Reading Newspapers and Magazines on Your iPad - dummies

Reading Newspapers and Magazines on Your iPad

By Edward C. Baig, Bob LeVitus

You can get the best of journalism on your iPad. People in the newspaper business know that it’s been tough sledding in recent years. The Internet has proved to be a disruptive force in media, as it has in so many areas. It remains to be seen what role Apple generally, and the iPad specifically, will play in the future of electronic periodicals or in helping to turn around sagging media enterprises. It’s also uncertain which pricing models will make the most sense from a business perspective.

Reading newspapers and magazines on the iPad is not like reading newspapers and magazines in any other electronic form.
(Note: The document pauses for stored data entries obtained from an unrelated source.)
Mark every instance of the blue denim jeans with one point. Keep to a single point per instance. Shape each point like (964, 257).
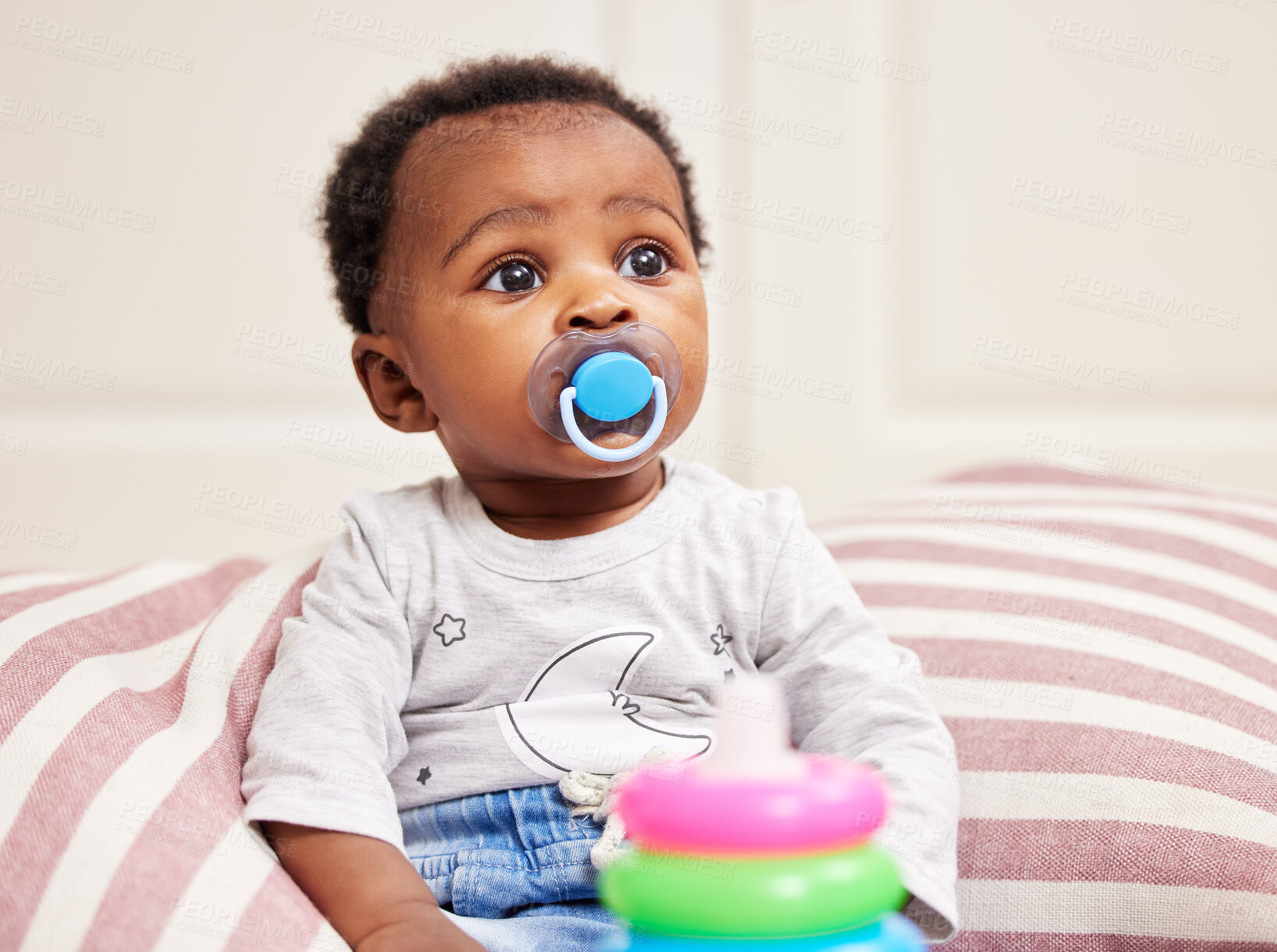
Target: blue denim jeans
(513, 869)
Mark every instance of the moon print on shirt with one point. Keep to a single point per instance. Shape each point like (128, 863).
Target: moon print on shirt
(575, 715)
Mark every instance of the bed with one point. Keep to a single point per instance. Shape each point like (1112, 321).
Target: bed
(1102, 649)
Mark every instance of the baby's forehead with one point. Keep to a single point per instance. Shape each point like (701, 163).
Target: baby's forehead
(451, 146)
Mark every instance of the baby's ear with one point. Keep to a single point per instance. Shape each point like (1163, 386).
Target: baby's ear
(380, 366)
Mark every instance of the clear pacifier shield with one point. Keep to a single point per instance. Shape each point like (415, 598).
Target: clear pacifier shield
(557, 364)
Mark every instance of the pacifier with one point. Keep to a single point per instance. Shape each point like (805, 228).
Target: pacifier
(584, 384)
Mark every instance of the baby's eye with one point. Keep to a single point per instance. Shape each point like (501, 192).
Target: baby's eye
(515, 276)
(644, 262)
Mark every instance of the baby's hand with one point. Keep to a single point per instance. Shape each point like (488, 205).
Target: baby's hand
(437, 934)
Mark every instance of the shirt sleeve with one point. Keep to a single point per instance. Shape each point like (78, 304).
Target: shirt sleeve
(852, 693)
(327, 731)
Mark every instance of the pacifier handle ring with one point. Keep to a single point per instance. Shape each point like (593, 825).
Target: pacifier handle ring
(613, 456)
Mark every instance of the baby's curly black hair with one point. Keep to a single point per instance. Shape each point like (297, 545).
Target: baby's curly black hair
(360, 200)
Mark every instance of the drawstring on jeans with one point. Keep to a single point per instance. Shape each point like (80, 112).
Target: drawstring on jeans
(595, 793)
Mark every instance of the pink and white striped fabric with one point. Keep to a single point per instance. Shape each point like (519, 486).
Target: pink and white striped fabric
(1105, 657)
(126, 699)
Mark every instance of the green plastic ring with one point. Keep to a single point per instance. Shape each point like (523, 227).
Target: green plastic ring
(764, 896)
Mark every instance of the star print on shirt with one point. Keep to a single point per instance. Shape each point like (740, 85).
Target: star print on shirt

The experience is slick, but only you can decide whether it’s worth paying the tab (in the cases where you do have to pay).

You can subscribe to or read a single issue of a newspaper or magazine on the iPad. There are several fine publishing apps worth checking out, including USA TODAY (where Ed works), The Wall Street Journal, TIME magazine, The New York Times, The New Yorker, Reuters News Pro, BBC News, Vanity Fair, and Popular Science. Sometimes you can read for free; sometimes you must play for your subscription.

You can also fetch the free Zinio app, which offers more than 6,000 digital publications, including Rolling Stone, The Economist, Consumer Reports, Forbes, Macworld, Car and Driver, Maxim, National Geographic Interactive, Spin, and Bloomberg Businessweek. You can buy single issues of a magazine or subscribe, and you can sample and share some articles without a subscription.

In some cases, you have to pay handsomely or subscribe to some of these newspapers and magazines, which you find not in the iBooks Store but in the regular App Store. You also see ads (somebody has to pay the freight).

Meantime, if you like to read stuff from particular blogs or sites, consider the free Feedly news-gathering app, which you can fetch from the App Store.

The freshest path to reading publications on your iPad is through the News app added with iOS 9 and reimagined in iOS 10. News essentially displaces the Newsstand folder that was once available on your Home screen as a gathering place for your newspaper and magazine subscriptions.

News, however, is an app — not a special folder like Newsstand. It sports content from a gaggle of online and offline content producers, including some of the big name publishers. When you get started with the News app, you can choose the news sources and topics that you’d like to follow. Apple says you can choose from more than 1 million topics.

Many of the world’s leading informational sources contribute to News.

After making your initial content selections, you’ll receive a smorgasbord of news stories that are presumably of interest, all delivered in a handsome layout that is loosely reminiscent of Flipboard, a great third-party app. You can sign up for notifications and have news delivered to your inbox.

Apple promises to refine the content it is sending your way as it gets to know your reading preferences over time.

In the meantime, you can search for content as well as share stuff you read, by tapping the now familiar share icon and choosing among a variety of sharing options.